Der Dortmunder Blumengarten im Juni

Manchmal kann man den Eindruck gewinnen, ich betreibe einen Bauernhof. Überall Gemüse, Gemüse, Gemüse.

Nee, ich habe tatsächlich einen Garten. In dem gibt es auch Blumen. Gar nicht so wenige sogar. Ich glucke nur nicht so um sie herum wie um das Gemüse. Sie sind irgendwie selbstständiger.

In meinen zwei Teichbecken blühen grad die Schwertlilien. Das ist sehr schön – ein Zeitraum von vier Wochen im Jahr, in dem die Teichdinger am hübschesten ausschauen.

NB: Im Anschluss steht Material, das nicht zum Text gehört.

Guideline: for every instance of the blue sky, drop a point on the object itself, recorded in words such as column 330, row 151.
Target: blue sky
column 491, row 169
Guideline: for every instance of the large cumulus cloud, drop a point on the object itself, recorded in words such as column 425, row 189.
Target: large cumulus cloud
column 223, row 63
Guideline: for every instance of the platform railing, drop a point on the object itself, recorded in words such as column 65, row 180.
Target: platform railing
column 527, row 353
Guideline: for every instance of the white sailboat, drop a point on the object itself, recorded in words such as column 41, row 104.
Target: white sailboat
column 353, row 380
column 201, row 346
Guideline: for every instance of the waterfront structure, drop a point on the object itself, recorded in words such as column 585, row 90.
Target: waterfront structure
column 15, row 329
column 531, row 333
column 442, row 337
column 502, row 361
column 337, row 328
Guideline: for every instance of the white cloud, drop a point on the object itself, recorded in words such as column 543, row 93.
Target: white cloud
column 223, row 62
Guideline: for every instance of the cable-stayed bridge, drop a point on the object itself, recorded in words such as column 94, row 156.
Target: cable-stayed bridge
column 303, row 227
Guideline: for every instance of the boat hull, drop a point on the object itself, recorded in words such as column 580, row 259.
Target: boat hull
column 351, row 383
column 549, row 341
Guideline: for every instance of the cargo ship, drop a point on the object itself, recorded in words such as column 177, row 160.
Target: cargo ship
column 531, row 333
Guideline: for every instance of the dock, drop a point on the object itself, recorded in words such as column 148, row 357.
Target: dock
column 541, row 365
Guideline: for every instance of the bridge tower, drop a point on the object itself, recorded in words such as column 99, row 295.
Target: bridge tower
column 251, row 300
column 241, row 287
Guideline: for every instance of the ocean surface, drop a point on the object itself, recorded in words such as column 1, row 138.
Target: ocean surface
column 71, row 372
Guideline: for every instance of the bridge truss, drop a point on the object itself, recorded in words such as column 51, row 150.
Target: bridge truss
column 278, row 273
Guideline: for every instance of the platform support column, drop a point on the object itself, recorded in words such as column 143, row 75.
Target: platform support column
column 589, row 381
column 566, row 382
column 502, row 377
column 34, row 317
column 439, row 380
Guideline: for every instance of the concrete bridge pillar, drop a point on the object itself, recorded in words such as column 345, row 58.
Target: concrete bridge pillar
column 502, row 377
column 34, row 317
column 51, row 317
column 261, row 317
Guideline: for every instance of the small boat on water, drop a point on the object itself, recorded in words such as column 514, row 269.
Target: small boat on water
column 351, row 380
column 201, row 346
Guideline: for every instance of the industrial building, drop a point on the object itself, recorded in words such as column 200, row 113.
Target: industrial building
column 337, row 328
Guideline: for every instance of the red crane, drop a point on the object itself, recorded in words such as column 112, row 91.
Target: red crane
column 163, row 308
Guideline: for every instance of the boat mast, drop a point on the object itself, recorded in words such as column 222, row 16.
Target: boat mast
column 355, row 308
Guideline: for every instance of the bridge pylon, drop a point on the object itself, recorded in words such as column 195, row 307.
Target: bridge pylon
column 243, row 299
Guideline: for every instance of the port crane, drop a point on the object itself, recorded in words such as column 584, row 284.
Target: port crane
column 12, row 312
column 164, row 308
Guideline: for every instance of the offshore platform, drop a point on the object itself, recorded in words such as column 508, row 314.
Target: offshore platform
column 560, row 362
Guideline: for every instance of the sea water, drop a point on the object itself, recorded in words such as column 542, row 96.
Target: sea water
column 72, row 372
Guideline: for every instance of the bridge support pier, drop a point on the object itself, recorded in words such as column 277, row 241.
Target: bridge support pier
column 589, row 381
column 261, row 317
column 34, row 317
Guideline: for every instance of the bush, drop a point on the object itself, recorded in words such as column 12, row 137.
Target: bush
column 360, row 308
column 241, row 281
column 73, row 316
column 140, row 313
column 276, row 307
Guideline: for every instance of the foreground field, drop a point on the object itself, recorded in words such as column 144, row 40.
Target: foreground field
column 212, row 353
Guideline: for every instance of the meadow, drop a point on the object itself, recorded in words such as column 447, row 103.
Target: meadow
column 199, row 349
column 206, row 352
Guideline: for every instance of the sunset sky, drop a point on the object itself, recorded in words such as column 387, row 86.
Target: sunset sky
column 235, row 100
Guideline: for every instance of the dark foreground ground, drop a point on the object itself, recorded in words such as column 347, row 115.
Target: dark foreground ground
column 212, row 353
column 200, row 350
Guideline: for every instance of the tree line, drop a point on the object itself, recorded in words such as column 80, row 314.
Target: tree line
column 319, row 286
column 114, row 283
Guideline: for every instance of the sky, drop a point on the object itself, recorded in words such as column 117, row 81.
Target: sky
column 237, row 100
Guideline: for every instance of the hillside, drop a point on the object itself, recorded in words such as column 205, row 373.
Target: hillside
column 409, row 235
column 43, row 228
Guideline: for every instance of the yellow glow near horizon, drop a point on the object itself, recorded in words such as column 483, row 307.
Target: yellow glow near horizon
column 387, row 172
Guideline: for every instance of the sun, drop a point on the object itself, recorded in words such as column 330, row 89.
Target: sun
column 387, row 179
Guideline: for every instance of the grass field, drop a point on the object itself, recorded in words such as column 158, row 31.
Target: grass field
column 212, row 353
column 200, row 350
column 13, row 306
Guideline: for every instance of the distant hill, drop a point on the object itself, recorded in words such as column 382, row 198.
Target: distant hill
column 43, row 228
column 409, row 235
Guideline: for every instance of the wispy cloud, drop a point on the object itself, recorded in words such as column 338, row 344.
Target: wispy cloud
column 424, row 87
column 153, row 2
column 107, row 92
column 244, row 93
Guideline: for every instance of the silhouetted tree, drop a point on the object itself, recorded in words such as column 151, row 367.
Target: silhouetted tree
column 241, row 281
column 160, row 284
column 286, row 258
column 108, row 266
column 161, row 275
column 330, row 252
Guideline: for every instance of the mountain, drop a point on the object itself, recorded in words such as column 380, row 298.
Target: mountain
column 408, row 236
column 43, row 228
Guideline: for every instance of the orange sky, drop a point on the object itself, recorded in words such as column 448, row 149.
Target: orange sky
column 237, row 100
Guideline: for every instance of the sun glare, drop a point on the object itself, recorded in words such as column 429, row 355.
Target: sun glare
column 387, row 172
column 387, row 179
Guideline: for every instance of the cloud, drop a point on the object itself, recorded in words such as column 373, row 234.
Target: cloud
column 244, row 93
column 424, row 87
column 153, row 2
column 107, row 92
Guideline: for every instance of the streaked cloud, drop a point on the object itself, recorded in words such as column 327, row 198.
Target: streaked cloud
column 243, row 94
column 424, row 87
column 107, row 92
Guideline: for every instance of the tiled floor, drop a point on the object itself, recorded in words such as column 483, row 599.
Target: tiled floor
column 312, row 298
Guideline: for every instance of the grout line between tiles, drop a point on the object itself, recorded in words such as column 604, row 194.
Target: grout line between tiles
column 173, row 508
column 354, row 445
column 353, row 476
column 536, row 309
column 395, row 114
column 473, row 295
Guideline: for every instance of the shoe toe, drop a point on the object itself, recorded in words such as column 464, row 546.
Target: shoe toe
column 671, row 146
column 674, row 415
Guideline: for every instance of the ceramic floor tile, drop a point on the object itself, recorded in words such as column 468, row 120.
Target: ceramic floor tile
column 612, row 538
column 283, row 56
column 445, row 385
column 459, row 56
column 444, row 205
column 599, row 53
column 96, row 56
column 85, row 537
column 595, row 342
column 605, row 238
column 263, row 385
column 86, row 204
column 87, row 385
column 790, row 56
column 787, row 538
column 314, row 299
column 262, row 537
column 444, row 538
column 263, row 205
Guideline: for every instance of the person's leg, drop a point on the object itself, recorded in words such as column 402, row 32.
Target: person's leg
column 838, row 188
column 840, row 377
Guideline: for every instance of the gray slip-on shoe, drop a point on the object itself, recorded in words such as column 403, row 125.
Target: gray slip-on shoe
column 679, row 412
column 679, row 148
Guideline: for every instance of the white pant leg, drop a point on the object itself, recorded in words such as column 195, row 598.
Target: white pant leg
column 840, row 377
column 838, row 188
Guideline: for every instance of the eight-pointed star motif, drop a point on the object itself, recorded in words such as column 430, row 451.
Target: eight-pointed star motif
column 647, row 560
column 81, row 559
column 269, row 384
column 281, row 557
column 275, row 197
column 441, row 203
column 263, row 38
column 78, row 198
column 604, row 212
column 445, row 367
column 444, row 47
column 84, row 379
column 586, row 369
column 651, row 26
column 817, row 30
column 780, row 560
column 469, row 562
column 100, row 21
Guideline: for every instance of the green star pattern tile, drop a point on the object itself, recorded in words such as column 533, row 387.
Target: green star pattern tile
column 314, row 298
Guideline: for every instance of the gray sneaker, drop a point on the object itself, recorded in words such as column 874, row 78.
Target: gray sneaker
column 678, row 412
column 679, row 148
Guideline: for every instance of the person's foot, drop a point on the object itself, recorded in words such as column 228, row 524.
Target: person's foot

Der Garten im Juni: Schwertlilie mit Hummel

Bei allen meinen Blumen freue ich mich, dass Bienen und Hummeln sie offenbar super finden. Ich mag vor allem Hummeln sehr gerne; ich finde das Konzept „Hummel“ einfach super: ein Tier, flauschig und ein bisschen dicklich, brummsummselt laut durch die Gegend, um Nahrung einzusammeln.

Deshalb habe ich vor einigen Wochen Steinmyrthen gepflanzt. Auf dem Blumentopf stand, sie seien insektenfreundlich.

Der Garten im Juni: Japanische Steinmyrthe

Die Myrthen wachsen zwischen großen Findligen, die wir beim Aufräumen des Gartensgefunden haben. Wenn man ihre Größe sieht, kann man sich das heute gar nicht mehr vorstellen. Aber der Garten war tatsächlich so zugewachsen, dass auch Steine im Gestrüpp verschwanden.

Der Garten im Juni: Fuchsie

Ein bisschen stolz bin ich, dass ich zwei Fuchsien durch den Winter gekriegt habe. Ich hatte, ehrlich gesagt, nicht damit gerechnet. Im Herbst hatte ich sie bis auf die Erde zurückgeschnitten, die Töpfe ind Flies gewickelt und nur ab und an gegossen.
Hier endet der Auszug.